International Boxing Association To Give Prize Money To 2024 Olympic Medallists

The International Boxing Association (IBA) announced that it will award prize money to medallists at the Paris 2024 Olympics, despite not being involved in organising the event. 

 

As the Olympics are an amateur sports event, not a professional sports event, the IOC does not award prize money. Instead, they distribute funding through international federations and national Olympic committees.

 

According to the IBA they will award gold medalists $100,000, silver medalists $50,000, and bronze medalists $25,000, with half going to the athlete and the rest shared between their coach and national federation. Additionally, quarter-finalists will get $10,000 each. 

 

However, the International Olympic Committee (IOC) has expressed concerns over the IBA's financial transparency, as there has been no disclosure of where the money they are intending to award the victors has come from.

 

 The IOC suspended the IBA in 2019 over allegations of corruption before it stripped the IBA of its recognition in 2023 due to unresolved issues regarding governance and financial clarity, specifically its reliance on funding from Gazprom. 

 

Boxing qualifications and competitions for Paris 2024 are organised by units set up by the IOC to protect athletes and ensure fairness. The IBA was not involved in the Tokyo Olympics and will not be involved in the Paris Olympics.

 

The IOC's statement highlighted that "Olympic boxing needs to be organised by a credible, well-governed International Federation."

 

Due to the ongoing issues, boxing is not included in the program for the Los Angeles 2028 Olympics.

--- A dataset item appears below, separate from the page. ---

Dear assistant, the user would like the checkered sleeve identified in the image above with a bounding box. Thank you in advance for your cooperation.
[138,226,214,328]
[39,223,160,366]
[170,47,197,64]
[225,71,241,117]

The IOC has made it clear that any boxer whose national federation is affiliated with the IBA will be ineligible for LA28.

 

This move by the IBA follows a recent decision by World Athletics to award prize money to track and field Olympic medalists, making World Athletics the first international federation to do so. 

 

World Athletics President Sebastian Coe noted the importance of starting to return some of the generated revenues to athletes, stating, "It is important we start somewhere and make sure some of the revenues generated by our athletes at the Olympic Games are directly returned to those who make the Games the global spectacle that it is."